Four nutter groups: End Violence Against Women, Equality Now, Object and Eaves -- are calling on the Leveson inquiry to move away from addressing the concerns of celebrities and other victims of alleged phone hacking by News International and look at the
daily treatment of women, which they claim contributes to a society where rape can only be committed by evil strangers down darkened alleyways and where a woman is valued only because of her body.
In four detailed submissions the groups lay out
what they see as the worst culprits. The organisations say they took a small sample of sexist, and often misleading, articles from a vast number of supposedly offensive reports.
End Violence Against Women (Evaw) pulled out 10 examples which
they say provides a snapshot of poor reporting of violence against women stories which were either intrusive, inaccurate, which misrepresented or were misogynistic, victim-blaming or condoning violence against women and girls . The
portrayal of prostitutes in the media was also damaging, according to the Evaw submission. It feeds into myths about prostitution, which at worse lead to attitudes that tolerate violence against women in prostitution or regard it as inevitable, it
said.
A joint submission from anti-sexualisation campaign group Object and Turn Your Back on Page 3 charted a week in the life of the Sun, the Daily Star and the Sport . It highlighted an article on 14 November when the Sun trialled invisible shaping bum boosters
by testing men's reactions when a woman bent over at work, and, according to the groups, eroticises a form of sexual harassment making it appear that it is what women should, and do, seek from men .
It criticised the same newspaper for
presenting itself as a family product, offering a free toy on its front page while containing adverts for XXX DVDs and Page 3 imagery , and highlighted a article the day earlier which provided tips for women on how to stop your man having
affairs which included the advice: Men have three basic instincts -- food, shelter and sex. If you nail that as a woman, there's no need for him to look elsewhere.

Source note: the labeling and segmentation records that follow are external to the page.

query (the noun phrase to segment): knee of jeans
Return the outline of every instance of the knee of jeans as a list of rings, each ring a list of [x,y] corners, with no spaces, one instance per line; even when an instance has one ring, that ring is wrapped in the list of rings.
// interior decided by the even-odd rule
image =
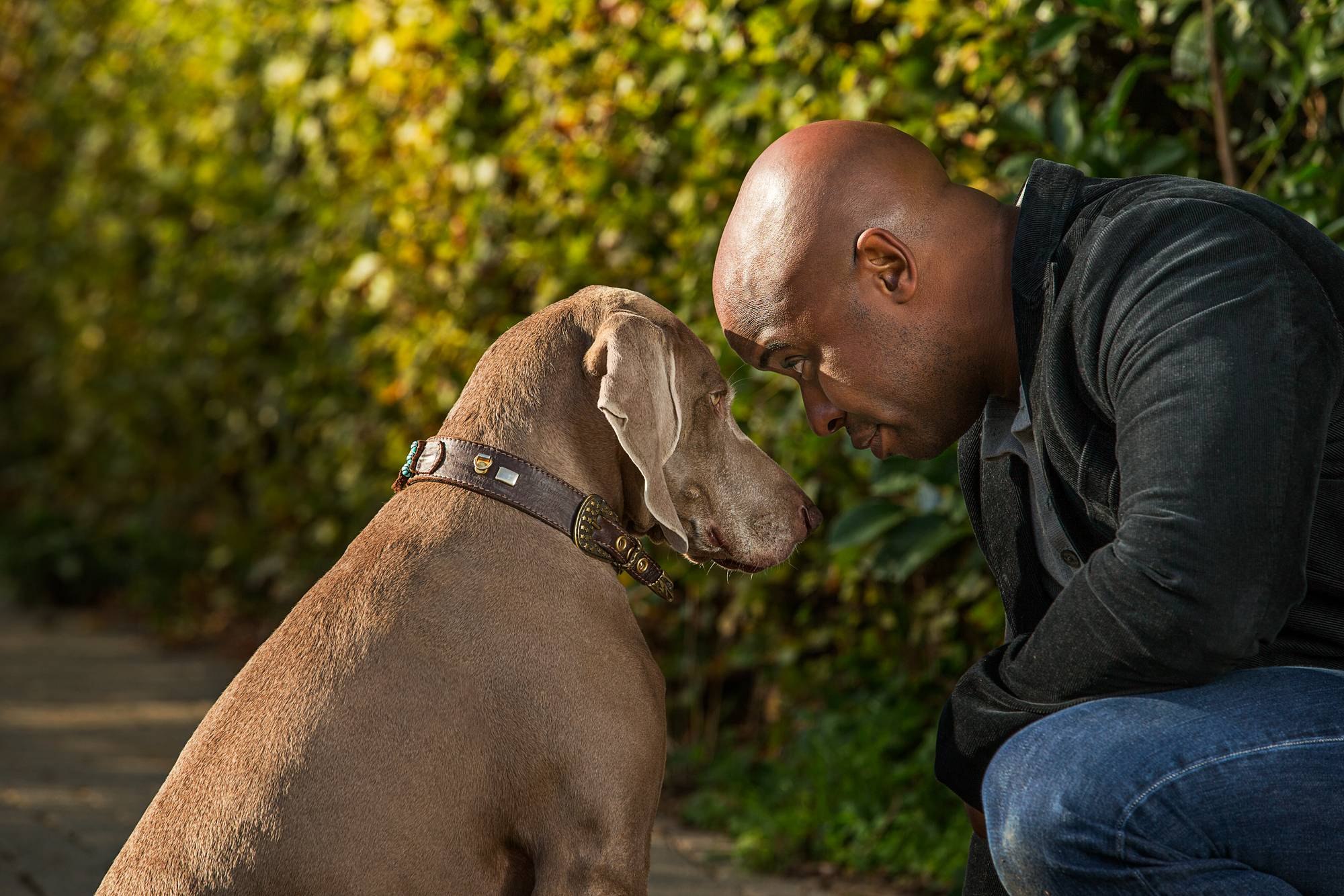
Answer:
[[[1048,728],[1036,723],[1011,737],[981,787],[989,852],[1009,892],[1042,892],[1048,869],[1075,865],[1099,830],[1082,818],[1094,770],[1051,750]]]

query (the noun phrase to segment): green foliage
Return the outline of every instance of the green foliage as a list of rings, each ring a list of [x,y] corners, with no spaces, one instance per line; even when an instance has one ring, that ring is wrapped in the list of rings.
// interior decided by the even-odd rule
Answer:
[[[1344,7],[1216,5],[1239,176],[1339,236]],[[1219,179],[1199,3],[0,0],[0,21],[9,590],[176,637],[274,621],[504,328],[629,286],[710,343],[832,520],[781,568],[673,560],[683,603],[636,596],[699,817],[762,861],[954,877],[927,732],[1001,615],[950,454],[813,438],[723,344],[718,236],[753,159],[821,118],[896,125],[1004,199],[1038,156]]]

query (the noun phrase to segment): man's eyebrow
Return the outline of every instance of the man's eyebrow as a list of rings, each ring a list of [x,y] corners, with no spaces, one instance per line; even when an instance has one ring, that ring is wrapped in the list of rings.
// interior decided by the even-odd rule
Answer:
[[[774,355],[781,348],[789,348],[789,344],[788,343],[770,343],[769,345],[766,345],[765,351],[761,352],[761,357],[757,359],[757,367],[765,368],[766,365],[769,365],[770,364],[770,356]]]

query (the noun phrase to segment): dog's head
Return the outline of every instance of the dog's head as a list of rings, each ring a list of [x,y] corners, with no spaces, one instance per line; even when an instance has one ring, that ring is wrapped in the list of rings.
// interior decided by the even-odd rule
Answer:
[[[743,435],[710,349],[650,298],[625,293],[583,357],[598,408],[642,477],[636,527],[691,560],[755,572],[821,523],[802,489]]]

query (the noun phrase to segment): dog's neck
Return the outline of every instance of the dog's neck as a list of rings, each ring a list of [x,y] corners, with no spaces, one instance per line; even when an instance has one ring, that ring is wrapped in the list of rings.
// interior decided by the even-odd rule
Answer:
[[[655,525],[644,480],[597,407],[598,383],[583,372],[591,334],[555,326],[544,353],[515,351],[511,330],[472,373],[438,435],[482,442],[544,467],[583,493],[601,494],[630,532]],[[530,340],[532,341],[532,340]]]

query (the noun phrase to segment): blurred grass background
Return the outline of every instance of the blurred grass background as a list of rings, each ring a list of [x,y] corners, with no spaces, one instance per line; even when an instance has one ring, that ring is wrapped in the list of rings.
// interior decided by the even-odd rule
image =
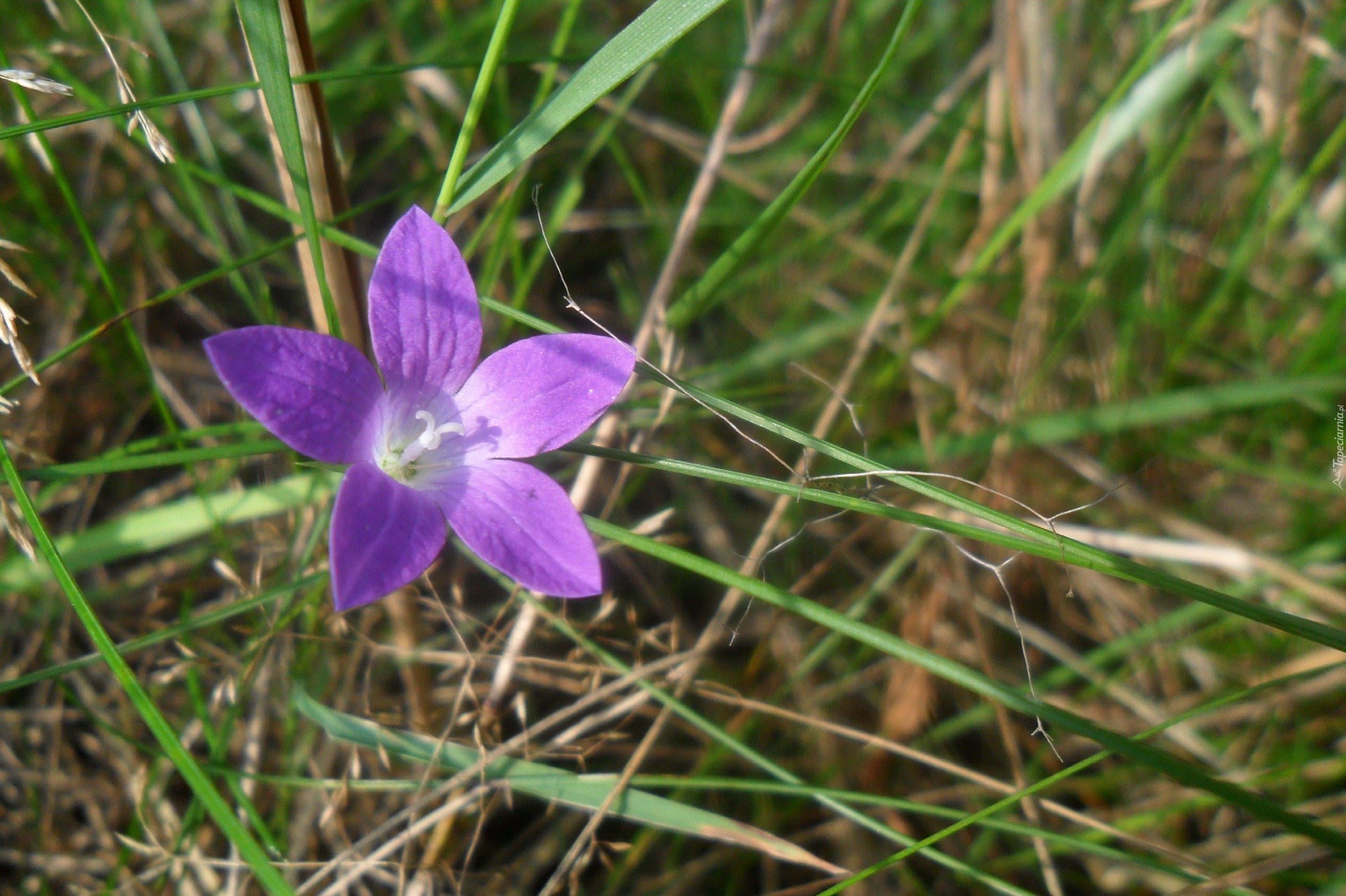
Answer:
[[[0,892],[1346,892],[1346,7],[646,5],[3,7]],[[688,383],[600,599],[335,615],[205,361],[436,198]]]

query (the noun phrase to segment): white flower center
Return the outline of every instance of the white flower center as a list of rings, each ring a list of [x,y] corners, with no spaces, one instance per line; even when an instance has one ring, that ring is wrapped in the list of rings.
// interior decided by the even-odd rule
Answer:
[[[423,432],[413,443],[401,451],[389,451],[384,455],[380,463],[380,467],[382,467],[385,472],[404,482],[412,472],[408,467],[411,467],[427,451],[435,451],[439,448],[439,444],[446,435],[452,433],[455,436],[462,436],[467,432],[462,424],[447,422],[435,425],[435,414],[428,410],[417,410],[416,420],[425,424],[425,432]]]

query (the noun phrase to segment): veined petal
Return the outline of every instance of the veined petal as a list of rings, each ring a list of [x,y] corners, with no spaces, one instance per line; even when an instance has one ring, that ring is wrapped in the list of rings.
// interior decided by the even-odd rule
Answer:
[[[229,393],[287,445],[331,464],[369,460],[384,386],[354,346],[289,327],[230,330],[205,344]]]
[[[369,328],[388,391],[417,408],[458,390],[482,348],[476,287],[452,238],[412,206],[369,281]]]
[[[546,474],[514,460],[483,460],[429,494],[478,557],[525,588],[556,597],[603,591],[594,541]]]
[[[532,457],[571,441],[616,400],[635,352],[607,336],[521,339],[481,363],[455,398],[470,453]]]
[[[371,463],[346,471],[328,541],[332,601],[361,607],[420,576],[444,546],[444,514]]]

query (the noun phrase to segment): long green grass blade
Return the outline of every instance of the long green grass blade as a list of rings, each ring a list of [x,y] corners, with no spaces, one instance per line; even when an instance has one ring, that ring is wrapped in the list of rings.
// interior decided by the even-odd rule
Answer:
[[[495,16],[495,30],[491,31],[491,42],[486,44],[486,57],[482,67],[476,73],[476,83],[472,85],[472,97],[467,102],[467,112],[463,114],[463,126],[458,129],[458,140],[454,141],[454,155],[448,160],[448,171],[444,172],[444,183],[439,187],[439,198],[435,199],[433,218],[444,223],[448,218],[448,207],[454,204],[454,191],[458,190],[458,176],[463,174],[463,163],[467,161],[467,152],[472,148],[472,137],[476,135],[476,122],[482,117],[482,108],[486,105],[486,94],[490,93],[495,81],[495,67],[505,52],[505,42],[509,31],[514,26],[514,13],[518,12],[518,0],[503,0],[499,15]]]
[[[390,731],[349,713],[328,709],[302,689],[295,690],[293,704],[332,737],[369,749],[382,748],[396,756],[419,763],[437,763],[458,771],[471,768],[482,759],[481,752],[468,747]],[[490,780],[505,782],[517,792],[591,811],[603,805],[615,784],[615,779],[576,775],[563,768],[507,756],[489,763],[482,775]],[[833,865],[808,850],[763,830],[639,790],[622,791],[610,811],[639,825],[653,825],[688,837],[755,849],[782,861],[835,870]]]
[[[672,545],[657,542],[651,538],[645,538],[643,535],[637,535],[626,529],[622,529],[621,526],[614,526],[612,523],[594,519],[592,517],[586,517],[584,522],[588,525],[591,531],[603,538],[608,538],[619,545],[626,545],[627,548],[633,548],[641,553],[674,564],[700,576],[705,576],[707,578],[717,581],[723,585],[739,588],[744,593],[752,595],[773,607],[779,607],[781,609],[793,612],[808,619],[809,622],[825,626],[832,631],[841,632],[863,644],[883,651],[890,657],[919,666],[933,675],[993,700],[1007,709],[1024,713],[1026,716],[1038,717],[1043,722],[1058,725],[1066,731],[1088,737],[1089,740],[1093,740],[1116,753],[1152,768],[1182,784],[1197,787],[1213,794],[1225,803],[1238,806],[1263,821],[1281,825],[1288,830],[1310,837],[1324,846],[1330,846],[1337,853],[1346,856],[1346,834],[1324,827],[1307,815],[1287,811],[1280,806],[1280,803],[1268,799],[1261,794],[1256,794],[1237,784],[1211,778],[1197,766],[1178,759],[1158,747],[1137,743],[1124,735],[1101,728],[1100,725],[1096,725],[1066,709],[1032,700],[1022,692],[1007,685],[1001,685],[992,678],[987,678],[981,673],[976,673],[961,663],[948,659],[946,657],[941,657],[940,654],[929,651],[923,647],[918,647],[911,642],[903,640],[902,638],[886,631],[880,631],[863,622],[849,619],[848,616],[812,600],[800,597],[798,595],[791,595],[790,592],[777,588],[775,585],[762,581],[760,578],[740,576],[739,573],[725,569],[711,560],[705,560],[704,557],[699,557],[680,548],[673,548]]]
[[[720,292],[720,288],[732,277],[743,262],[747,261],[748,256],[756,252],[758,246],[770,237],[781,222],[785,221],[790,210],[804,198],[805,191],[813,186],[813,182],[818,179],[818,175],[828,167],[828,161],[832,160],[833,153],[841,147],[841,141],[845,136],[851,133],[851,128],[855,122],[860,120],[860,114],[864,108],[870,105],[870,100],[874,98],[874,93],[879,89],[879,82],[883,81],[884,73],[892,63],[892,59],[898,55],[898,48],[902,46],[903,38],[911,30],[911,23],[915,20],[917,12],[919,12],[923,0],[907,0],[906,8],[902,11],[902,17],[898,19],[896,27],[892,30],[892,36],[888,38],[888,46],[883,48],[883,55],[879,57],[879,62],[874,66],[870,77],[865,78],[864,86],[860,87],[860,93],[856,94],[855,100],[851,101],[851,108],[845,110],[841,116],[841,121],[833,128],[828,139],[818,147],[813,157],[800,170],[797,175],[790,180],[790,183],[781,191],[775,199],[771,200],[762,214],[754,221],[747,230],[744,230],[738,239],[730,245],[724,253],[716,258],[709,270],[701,274],[692,287],[682,293],[682,296],[674,301],[668,309],[669,326],[674,328],[685,327],[692,323],[696,318],[705,312],[715,301]]]
[[[790,441],[804,445],[805,448],[813,448],[818,453],[826,455],[841,463],[859,470],[863,472],[870,472],[878,479],[884,479],[896,486],[902,486],[910,491],[914,491],[926,498],[938,500],[942,505],[953,507],[954,510],[961,510],[966,514],[984,519],[996,526],[1008,529],[1011,533],[1020,535],[1028,541],[1036,541],[1039,545],[1044,545],[1057,552],[1057,557],[1065,562],[1073,562],[1077,565],[1089,564],[1092,569],[1098,569],[1101,572],[1108,572],[1109,574],[1117,576],[1119,578],[1129,578],[1131,581],[1144,583],[1147,585],[1154,585],[1163,591],[1182,595],[1184,597],[1191,597],[1199,600],[1211,607],[1217,607],[1226,612],[1250,619],[1253,622],[1261,623],[1264,626],[1271,626],[1272,628],[1279,628],[1287,634],[1295,635],[1298,638],[1304,638],[1307,640],[1316,642],[1326,647],[1335,647],[1337,650],[1346,650],[1346,632],[1333,626],[1326,626],[1312,619],[1304,619],[1302,616],[1295,616],[1292,613],[1281,612],[1279,609],[1272,609],[1269,607],[1263,607],[1246,600],[1240,600],[1237,597],[1230,597],[1214,588],[1206,588],[1195,583],[1186,581],[1178,576],[1172,576],[1159,569],[1152,569],[1144,566],[1132,560],[1110,554],[1105,550],[1092,548],[1082,542],[1057,535],[1055,533],[1034,526],[1032,523],[1011,517],[1010,514],[1003,514],[984,505],[979,505],[975,500],[969,500],[950,491],[945,491],[938,486],[931,486],[922,479],[915,476],[891,471],[883,464],[875,463],[874,460],[857,455],[853,451],[847,451],[840,445],[822,439],[814,439],[809,433],[795,429],[787,424],[782,424],[773,417],[758,413],[743,405],[728,401],[719,396],[713,396],[708,391],[697,389],[696,386],[685,382],[678,382],[677,387],[685,394],[690,396],[699,402],[705,404],[725,414],[738,417],[751,422],[767,432],[773,432],[778,436],[783,436]],[[987,541],[985,537],[981,537]]]
[[[65,560],[61,556],[61,550],[51,541],[51,535],[47,534],[47,527],[43,525],[42,518],[38,515],[36,507],[32,506],[32,499],[28,498],[28,492],[23,487],[23,480],[19,478],[19,471],[13,465],[13,459],[9,457],[9,448],[0,440],[0,465],[4,467],[5,480],[9,483],[9,488],[13,491],[15,502],[19,505],[19,510],[23,513],[24,519],[28,522],[28,527],[32,530],[34,538],[38,542],[38,550],[42,553],[43,560],[51,570],[51,574],[59,583],[61,589],[65,592],[66,597],[70,600],[70,607],[75,611],[75,616],[83,624],[85,631],[89,634],[90,640],[98,648],[102,655],[104,662],[112,670],[113,677],[116,677],[117,683],[125,692],[127,697],[135,705],[136,712],[144,720],[145,726],[149,728],[155,740],[159,741],[159,747],[167,753],[168,759],[178,768],[178,772],[191,787],[197,799],[206,807],[210,817],[219,826],[219,830],[229,838],[237,849],[238,854],[242,857],[248,866],[252,868],[253,874],[257,877],[257,883],[261,884],[271,896],[289,896],[293,891],[285,879],[281,877],[280,872],[276,870],[275,865],[267,857],[265,850],[253,839],[253,835],[248,833],[248,829],[242,826],[238,817],[234,815],[234,810],[229,803],[225,802],[215,786],[210,783],[210,778],[206,772],[201,770],[197,760],[187,752],[178,740],[178,732],[174,731],[168,720],[163,717],[159,708],[155,706],[153,698],[145,693],[145,689],[140,686],[140,681],[136,674],[127,665],[127,661],[121,658],[117,652],[117,644],[113,643],[112,638],[108,635],[102,623],[98,622],[97,613],[94,613],[93,607],[85,600],[83,592],[79,591],[79,585],[71,577],[70,569],[66,568]]]
[[[922,322],[917,331],[917,342],[925,342],[940,326],[940,322],[970,295],[977,283],[991,270],[995,260],[1034,215],[1077,184],[1090,164],[1105,161],[1140,129],[1141,124],[1159,114],[1179,97],[1237,38],[1237,26],[1260,1],[1240,0],[1202,28],[1190,42],[1151,67],[1168,42],[1172,30],[1187,15],[1191,3],[1178,5],[1166,26],[1127,70],[1127,74],[1089,124],[1079,130],[1070,147],[1043,175],[1032,192],[1019,203],[1014,214],[996,229],[987,245],[977,253],[968,272],[940,301],[935,312]]]
[[[503,140],[467,170],[448,214],[463,209],[507,178],[581,112],[615,90],[641,66],[724,5],[724,1],[656,0],[650,4],[631,24],[603,44],[560,90],[514,125]]]
[[[240,613],[245,613],[249,609],[256,609],[257,607],[265,607],[277,597],[284,597],[292,595],[296,591],[303,591],[310,585],[318,585],[326,581],[327,573],[314,573],[311,576],[304,576],[303,578],[296,578],[295,581],[277,585],[276,588],[268,588],[264,592],[253,595],[252,597],[244,597],[241,600],[234,600],[223,607],[217,607],[207,609],[205,612],[197,613],[191,619],[180,623],[174,623],[172,626],[164,626],[157,631],[152,631],[148,635],[141,635],[140,638],[132,638],[131,640],[117,644],[117,652],[125,657],[127,654],[133,654],[137,650],[144,650],[145,647],[152,647],[155,644],[162,644],[166,640],[175,640],[187,635],[190,632],[207,628],[215,623],[225,622],[226,619],[233,619]],[[75,671],[77,669],[87,669],[102,661],[102,654],[93,652],[79,657],[78,659],[70,659],[63,663],[57,663],[54,666],[47,666],[46,669],[39,669],[38,671],[31,671],[17,678],[11,678],[9,681],[0,681],[0,694],[9,690],[19,690],[20,687],[27,687],[28,685],[35,685],[39,681],[48,681],[51,678],[59,678],[66,673]]]
[[[22,475],[20,475],[22,479]],[[335,476],[326,472],[297,474],[269,486],[226,491],[203,498],[183,498],[151,510],[140,510],[55,541],[63,569],[81,572],[97,564],[136,557],[199,538],[215,526],[271,517],[322,500],[331,494]],[[51,581],[42,564],[16,556],[0,562],[0,588],[24,591]]]
[[[277,439],[264,441],[244,441],[236,445],[211,445],[209,448],[183,448],[182,451],[159,451],[144,455],[124,455],[101,460],[81,460],[70,464],[34,467],[20,475],[30,482],[52,482],[75,476],[98,476],[102,474],[125,472],[128,470],[152,470],[155,467],[175,467],[205,460],[225,460],[230,457],[260,457],[287,451]]]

The organisation's campaigns manager Anna van Heeswijk said: Sexualised images such as 'Page 3' are banned from the workplace due to the intimidating, hostile, degrading, humiliating or offensive environment that these images can create. Yet, in a situation unusual to the UK, these images saturate national tabloids which are sold without age-restriction in newsagents and supermarkets and which are read and left lying around in the public domain.